The main contributions of this study are as follows:

  • Benefits from RESs and FC-based ESSs using an adaptive coordination control strategy are obtained.

  • The proposed adaptive coordination control method controls the value of Kn and consequently the power extracted from RESs to be used with FC-based ESSs.

  • The GWO algorithm is used with the proposed adaptive coordination control method to adjust the PI controller gains of fraction factor Kn with different loading conditions and uncertainties of RESs powers.

  • The advantages of the proposed coordination strategy are proved and established over existing studies that are based on the constant value of Kn.

  • A comparison between the proposed method and the existing methods is presented.

  • The effectiveness and robustness of the proposed method are proved using different loading conditions and uncertainties of RESs/loads power.

  • The frequency fluctuation is stabilized successfully by the newly proposed control method.

3 Hybrid generation system (HGS) model

The studied HGS is presented in Fig. 1. This shows different types of energy sources: wind generators (WGs), a photovoltaic (PV) system, an aqua electrolyzer (AE), fuel cells (FCs), a diesel generator (DG), electric vehicles (EVs), BESS, and a flywheel energy storage system (FESS) [38]. All these components are represented by transfer function (TF) models, where the values of the gain (K) and time constant (T) are listed in Table 3. The LFC-PID controller is designed using the mMSA, as discussed in [7].

Fig. 1
figure 1

The studied HGS with the proposed coordination control strategy

Table 3 Nominal parameters of the studied HGS

3.1 Wind generator

The studied wind generation system consists of three wind turbines, and the power produced by each is PWG. The well-known equation describing the mechanical power of a wind generator (Pm) is presented in (1), where Cp is the coefficient of performance and is related to β (blade pitch angle) and λ (tip speed ratio), ρ is air density, A is turbine swept area, and vwind is wind speed [38].

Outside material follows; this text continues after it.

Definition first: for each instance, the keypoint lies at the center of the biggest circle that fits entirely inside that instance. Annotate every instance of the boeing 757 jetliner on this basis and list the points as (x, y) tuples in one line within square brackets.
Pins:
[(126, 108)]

$$P_{m} = 0.5C_{P} \left( {\lambda ,\beta } \right)\rho Av_{wind}^{3}$$
(1)

The nonlinearities and uncertainties are considered to be the main features of the wind generator system, e.g., the pitch control system. The wind generator system is represented by the TF model as in (2), where \(K_{WG}\) and \(T_{WG}\) represent the gain and time constant, respectively, and \(P_{m}\) and \(P_{WG}\) stand for the input and output power of the wind generator system, respectively.

$$TF_{WG} \left( s \right) = \frac{{K_{WG} }}{{1 + sT_{WG} }} = \frac{{\Delta P_{WG} }}{{\Delta P_{m} }}$$
(2)

3.2 Photovoltaic model

A PV system is based on converting the sun’s radiation into electricity, and the PV power (PPV) can be calculated by (3), where \({A}_{PV}\) is the PV array area, \(\phi\) is the solar radiation,\(\eta\) is the PV cell conversion efficiency. The TF of the PV system is defined in (4) [38], where \({K}_{PV}\) is the gain and \({T}_{PV}\) is the time constant of the PV system, while \(\Delta \phi\) and \(\Delta P_{PV}\) are the input and output of the PV system, respectively.

$$P_{PV} = A_{PV} \left[ {1 - 0.005\left( {T_{a} + 25} \right)} \right]$$
(3)
$$TF_{PV} \left( s \right) = \frac{{K_{PV} }}{{1 + sT_{PV} }} = \frac{{\Delta P_{PV} }}{\Delta \phi }$$
(4)

3.3 Aqua electrolyzer (AE)

The power generated by the PV and wind generation systems is used by an AE to generate hydrogen, while the generated hydrogen can be injected into an FC-based ESS to produce power. The TF of the AE is specified in (5) [38], where \(K_{AE}\) and \(T_{AE}\) are its gain and time constant, respectively. The term \(\left[ {\left( {1 - K\_n } \right) \times P\_RESs} \right]\) represents the input of the AE and \(P_{AE}\) is its output.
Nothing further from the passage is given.